The above features can be achieved by adding a RAW cell at the beginning of the notebook with the YAML configuration:

---
title: Financial report
description: Stock financial report
schedule: '0 9 * * 1-5'
notify:
    on_success: contact@mljar.com
    attachment: pdf
show-code: False
params:
    ticker:
        input: select
        label: Select a ticker
        value: TSLA
        choices: [TSLA, TWTR, MSFT, SNOW, PLTR, NFLX]
    period:
        input: select
        label: Select period
        value: 3mo
        choices: [1mo, 2mo, 3mo, 6mo, 12mo, 24mo]
---

The YAML contains:

  • title and description of the report,
  • schedule parameter controls the time interval at which the notebook will be executed, it is set with crontab string,
  • notify parameter defines the list of email addresses that will receive notification after successful notebook execution, the attachment defines the format of the report,
  • show-code hides the code in the notebook,
  • params addes two select widgets that are directly connected to variables ticker and period. You can check more widget types in the Mercury's documentation.

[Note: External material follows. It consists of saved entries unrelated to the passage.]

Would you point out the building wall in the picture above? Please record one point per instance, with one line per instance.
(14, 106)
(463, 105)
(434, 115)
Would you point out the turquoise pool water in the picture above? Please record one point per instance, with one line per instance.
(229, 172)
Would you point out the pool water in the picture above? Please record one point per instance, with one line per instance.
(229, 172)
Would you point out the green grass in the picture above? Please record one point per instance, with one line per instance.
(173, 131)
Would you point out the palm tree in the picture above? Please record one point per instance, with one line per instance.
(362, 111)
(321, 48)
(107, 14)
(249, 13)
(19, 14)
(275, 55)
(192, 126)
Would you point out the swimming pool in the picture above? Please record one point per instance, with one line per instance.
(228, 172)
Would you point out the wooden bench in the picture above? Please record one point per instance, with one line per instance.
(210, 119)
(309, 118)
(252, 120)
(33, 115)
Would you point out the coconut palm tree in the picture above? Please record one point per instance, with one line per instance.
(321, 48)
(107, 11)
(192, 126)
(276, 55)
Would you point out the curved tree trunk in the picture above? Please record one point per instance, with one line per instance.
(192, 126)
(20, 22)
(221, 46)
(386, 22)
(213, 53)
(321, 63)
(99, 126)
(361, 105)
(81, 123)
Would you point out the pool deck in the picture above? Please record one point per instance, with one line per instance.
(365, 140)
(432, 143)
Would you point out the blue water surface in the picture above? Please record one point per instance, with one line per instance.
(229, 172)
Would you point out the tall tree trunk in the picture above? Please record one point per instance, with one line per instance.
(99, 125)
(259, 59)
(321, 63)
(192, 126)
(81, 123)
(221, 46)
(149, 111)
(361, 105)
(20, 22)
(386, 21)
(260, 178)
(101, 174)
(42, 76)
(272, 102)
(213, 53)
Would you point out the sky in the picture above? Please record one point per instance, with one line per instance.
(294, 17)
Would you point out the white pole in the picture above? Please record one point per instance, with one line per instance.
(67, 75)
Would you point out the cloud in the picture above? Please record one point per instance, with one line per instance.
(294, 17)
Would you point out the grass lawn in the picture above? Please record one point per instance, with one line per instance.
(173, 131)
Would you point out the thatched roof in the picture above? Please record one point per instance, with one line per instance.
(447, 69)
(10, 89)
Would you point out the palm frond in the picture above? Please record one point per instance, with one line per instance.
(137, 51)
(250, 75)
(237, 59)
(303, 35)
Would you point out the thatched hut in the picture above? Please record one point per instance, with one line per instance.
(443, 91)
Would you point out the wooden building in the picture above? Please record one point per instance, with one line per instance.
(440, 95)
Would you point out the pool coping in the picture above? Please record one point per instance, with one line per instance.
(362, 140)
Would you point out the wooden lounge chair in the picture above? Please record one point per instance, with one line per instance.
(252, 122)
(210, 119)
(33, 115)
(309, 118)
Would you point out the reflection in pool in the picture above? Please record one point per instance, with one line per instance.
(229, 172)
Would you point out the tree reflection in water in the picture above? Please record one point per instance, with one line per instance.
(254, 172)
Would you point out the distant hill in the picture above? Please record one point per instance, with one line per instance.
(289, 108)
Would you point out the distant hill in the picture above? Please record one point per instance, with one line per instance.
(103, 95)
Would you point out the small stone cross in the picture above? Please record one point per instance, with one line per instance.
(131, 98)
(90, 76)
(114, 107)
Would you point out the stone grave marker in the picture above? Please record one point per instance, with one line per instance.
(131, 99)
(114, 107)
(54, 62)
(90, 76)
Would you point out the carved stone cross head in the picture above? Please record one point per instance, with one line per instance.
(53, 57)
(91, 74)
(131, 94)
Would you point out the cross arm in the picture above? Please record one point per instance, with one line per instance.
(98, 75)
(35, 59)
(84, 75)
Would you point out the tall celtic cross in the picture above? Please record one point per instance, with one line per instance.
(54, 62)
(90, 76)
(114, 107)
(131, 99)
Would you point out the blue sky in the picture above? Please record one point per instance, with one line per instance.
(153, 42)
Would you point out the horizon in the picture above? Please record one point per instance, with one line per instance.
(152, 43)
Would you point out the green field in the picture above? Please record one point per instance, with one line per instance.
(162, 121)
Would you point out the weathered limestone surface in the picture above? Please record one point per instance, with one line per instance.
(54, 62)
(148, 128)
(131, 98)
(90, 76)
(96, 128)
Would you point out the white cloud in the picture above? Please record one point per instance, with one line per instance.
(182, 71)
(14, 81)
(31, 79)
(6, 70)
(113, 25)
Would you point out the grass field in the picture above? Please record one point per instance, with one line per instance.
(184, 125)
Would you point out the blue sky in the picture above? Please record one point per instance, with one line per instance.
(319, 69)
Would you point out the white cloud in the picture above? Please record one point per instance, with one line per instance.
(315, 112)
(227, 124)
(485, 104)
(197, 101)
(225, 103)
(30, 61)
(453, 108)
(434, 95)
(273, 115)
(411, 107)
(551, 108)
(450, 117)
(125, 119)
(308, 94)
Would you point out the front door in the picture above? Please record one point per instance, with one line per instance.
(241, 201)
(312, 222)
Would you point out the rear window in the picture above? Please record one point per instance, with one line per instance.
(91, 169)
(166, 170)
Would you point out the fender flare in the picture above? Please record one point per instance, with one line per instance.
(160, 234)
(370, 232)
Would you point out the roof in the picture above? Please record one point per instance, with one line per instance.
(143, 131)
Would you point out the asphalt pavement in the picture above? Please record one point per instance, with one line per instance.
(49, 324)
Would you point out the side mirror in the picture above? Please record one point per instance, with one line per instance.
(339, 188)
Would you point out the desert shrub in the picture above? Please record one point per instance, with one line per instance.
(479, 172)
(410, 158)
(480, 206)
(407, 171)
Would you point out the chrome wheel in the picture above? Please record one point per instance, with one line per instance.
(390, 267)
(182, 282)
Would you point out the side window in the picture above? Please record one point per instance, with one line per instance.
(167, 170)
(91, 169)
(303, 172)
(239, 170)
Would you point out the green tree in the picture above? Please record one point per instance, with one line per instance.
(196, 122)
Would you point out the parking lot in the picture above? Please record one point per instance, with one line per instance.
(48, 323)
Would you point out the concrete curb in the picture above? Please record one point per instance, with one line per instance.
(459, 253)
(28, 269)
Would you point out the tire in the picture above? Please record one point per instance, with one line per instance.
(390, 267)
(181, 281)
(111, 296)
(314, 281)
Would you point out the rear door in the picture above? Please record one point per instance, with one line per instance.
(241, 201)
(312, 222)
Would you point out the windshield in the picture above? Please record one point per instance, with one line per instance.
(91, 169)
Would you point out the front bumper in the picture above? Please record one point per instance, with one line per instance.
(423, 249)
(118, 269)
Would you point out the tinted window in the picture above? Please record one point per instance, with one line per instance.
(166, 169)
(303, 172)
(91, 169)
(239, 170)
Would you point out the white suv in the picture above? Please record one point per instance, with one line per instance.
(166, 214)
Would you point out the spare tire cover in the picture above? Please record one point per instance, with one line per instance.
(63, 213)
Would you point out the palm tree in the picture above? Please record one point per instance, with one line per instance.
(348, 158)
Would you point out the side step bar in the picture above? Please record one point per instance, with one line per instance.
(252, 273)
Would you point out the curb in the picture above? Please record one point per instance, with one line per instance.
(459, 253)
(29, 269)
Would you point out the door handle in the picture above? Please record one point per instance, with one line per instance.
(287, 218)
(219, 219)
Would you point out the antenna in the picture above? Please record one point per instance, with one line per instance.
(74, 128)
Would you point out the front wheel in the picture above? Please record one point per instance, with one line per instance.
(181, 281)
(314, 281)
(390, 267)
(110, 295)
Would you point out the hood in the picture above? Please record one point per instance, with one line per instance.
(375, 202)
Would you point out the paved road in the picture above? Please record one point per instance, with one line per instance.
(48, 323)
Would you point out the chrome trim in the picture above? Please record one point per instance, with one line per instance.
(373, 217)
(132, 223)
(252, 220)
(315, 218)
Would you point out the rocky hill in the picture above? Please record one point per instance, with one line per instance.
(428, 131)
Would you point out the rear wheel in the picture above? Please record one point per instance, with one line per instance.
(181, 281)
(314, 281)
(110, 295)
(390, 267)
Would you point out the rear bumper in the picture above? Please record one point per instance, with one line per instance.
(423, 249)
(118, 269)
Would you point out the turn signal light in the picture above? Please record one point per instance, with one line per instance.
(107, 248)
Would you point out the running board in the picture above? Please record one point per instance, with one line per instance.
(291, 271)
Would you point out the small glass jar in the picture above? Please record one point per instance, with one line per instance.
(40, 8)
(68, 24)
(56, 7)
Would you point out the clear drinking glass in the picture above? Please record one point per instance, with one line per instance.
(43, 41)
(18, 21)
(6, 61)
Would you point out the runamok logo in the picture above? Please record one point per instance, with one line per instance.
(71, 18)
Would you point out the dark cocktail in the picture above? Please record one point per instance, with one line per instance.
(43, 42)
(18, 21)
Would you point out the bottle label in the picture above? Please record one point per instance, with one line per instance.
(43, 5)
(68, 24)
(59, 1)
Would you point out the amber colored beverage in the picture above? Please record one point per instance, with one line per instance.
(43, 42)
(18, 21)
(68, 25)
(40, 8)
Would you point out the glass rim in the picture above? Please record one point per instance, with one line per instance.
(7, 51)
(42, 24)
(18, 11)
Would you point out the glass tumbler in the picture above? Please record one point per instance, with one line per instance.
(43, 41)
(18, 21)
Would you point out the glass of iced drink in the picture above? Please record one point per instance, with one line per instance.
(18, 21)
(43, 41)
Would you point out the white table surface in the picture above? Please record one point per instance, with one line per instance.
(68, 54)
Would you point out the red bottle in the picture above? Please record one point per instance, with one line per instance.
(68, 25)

The notebook with YAML header should look like in the image below:

Notebook with YAML header for Mercury

To check how it is working locally you can run:

mercury run

It will start a local server. Please open the web browser with address 127.0.0.1:8000, you should see the Mercury web service running. You can tweak widgets values and execute the notebook with new parameters with Run button:

Notebook as web application

Deployment

We will deploy the Mercury in the cloud server to run it automatically on daily basis. I will use Heroku for demo purposes. You can check guides for deployment in other clouds in the documentation. I'm using Heroku CLI tool.

Let's create a new Heroku app:

heroku create automated-pdf-reports

The next step is to add Procfile that configures how Heroku execute our code:

web: mercury run 0.0.0.0:$PORT

We need to push all files to the GitHub repository:

git add report.ipynb
git add requirements.txt
git add Procfile
git commit -am "add notebook"
git push

Deployment to the cloud is done with one command:

git push heroku main

Please wait a while and you should see Mercury web application running. My app is running at automated-pdf-reports.herokuapp.com.

We need do configure email settings to enable notifications sending. Additionally, we will set a TIME_ZONE to set email notification in my timezone. We need to define following environment variables:

EMAIL_HOST
EMAIL_HOST_PASSWORD
EMAIL_HOST_USER
EMAIL_PORT
DEFAULT_FROM_EMAIL
TIME_ZONE

The example values can be:

EMAIL_HOST=smtp.gmail.com
EMAIL_HOST_PASSWORD=app-password
EMAIL_HOST_USER=your-email@gmail.com
EMAIL_PORT=587
DEFAULT_FROM_EMAIL=your-email@gmail.com
TIME_ZONE=Europe/Warsaw

I'm setting the environment variables in the Settings tab in the Heroku dashboard, below is the screenshot:

Set config variables in Heroku to enable email sending

Exporting notebook to PDF requires a Puppeteer buildpack:

https://github.com/jontewks/puppeteer-heroku-buildpack

Please add it in the Heroku dashboard (it should be available below config vars):

Add puppeteer buildpack to enable notebook export to PDF

OK, we will need to deploy the app again to see the changes. This can be done by updating a notebook. In my case I will add a welcome.md message to the Mercury web application. It will be a custom message availabe in the home view. You can read more about welcome message in the documentation.

Deployment of updated app can be done with:

git push heroku main

That's all! 😊 Now let's wait for automatic PDF reports. They will be delivered to the email address in the attachement.

Email with PDF Report

Summary

The Jupyter Notebook gives a WYSIWYG editor for report building. The Mercury framework makes additional work of making interactive widgets, code hidding, scheduling, exporting to PDF, sending email notifications. Both tools makes a perfect combination for creating automatic reporting systems.